Q: In the conversion of fructose into glycolytic intermediates which pathway requires more ATP? Q: Suggest a possible mechanism for Aldolase B. (How and why would it differ from Aldolase A?) Q: Write a net balanced chemical equation for the conversion of fructose into GAP. Do this for both routes and compare them.
Fate of Galactose Galactose is typically obtained from dairy products in the form of the disaccharide lactose and is converted to G6P for metabolism. The first step is the conversion of galactose to galactose-1- phosphate by the action of ATP dependent galactokinase. UDP-glucose has its glucose residue replaced with galactose to yield UDP-galactose and G1P. G1P can then be isomerized into G6P via the enzyme phosphoglucomutase. The transfer of glucose and galactose on UDP is performed by the enzyme galactose-1-phosphate uridylyl transferase. UDP-galactose can then be turned into UDP-glucose by action of the enzyme UDP-galactose-4-epimerase. UDP-galactose-4-epimerase has an associated NAD + which suggests that the mechanism involves a subsequent oxidation then reduction reaction.
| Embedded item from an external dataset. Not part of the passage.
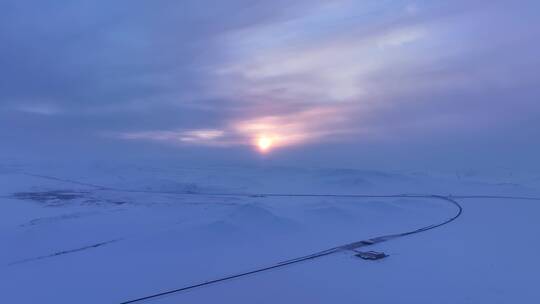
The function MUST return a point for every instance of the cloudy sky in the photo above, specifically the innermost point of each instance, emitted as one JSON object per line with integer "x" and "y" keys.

Q: Draw the structure of galactose and indicate how it differs from glucose. Q: How does the ATP cost differ in galactose metabolism versus glucose metabolism? How does the net yield differ? Q: If you were trying to verify that the mechanism of UDPgalactose-4-epimerase, what intermediate compound would indicate that it likely used a subsequent oxidation reduction?
Fate of Mannose Mannose is typically eaten in the form of polysaccharides and glycoproteins and is the C2 epimer of glucose. Mannose is converted to F6P and then enters into glycolysis and this process is a two step pathway. The first step is catalyzed by hexokinase and converts mannose to mannose-6-phosphate. Phosphomannose isomerase converts mannose-6-phosphate to F6P in a reaction similar to phosphoglucose isomerase.
Q: Draw the Haworth structures of glucose, mannose, and galactose. Q: Why are is the entrance of mannose into glycolysis likely so much simpler than galactose? Explain. Q: How does the net ATP yield of glucose, mannose, and galactose passage through glycolysis differ?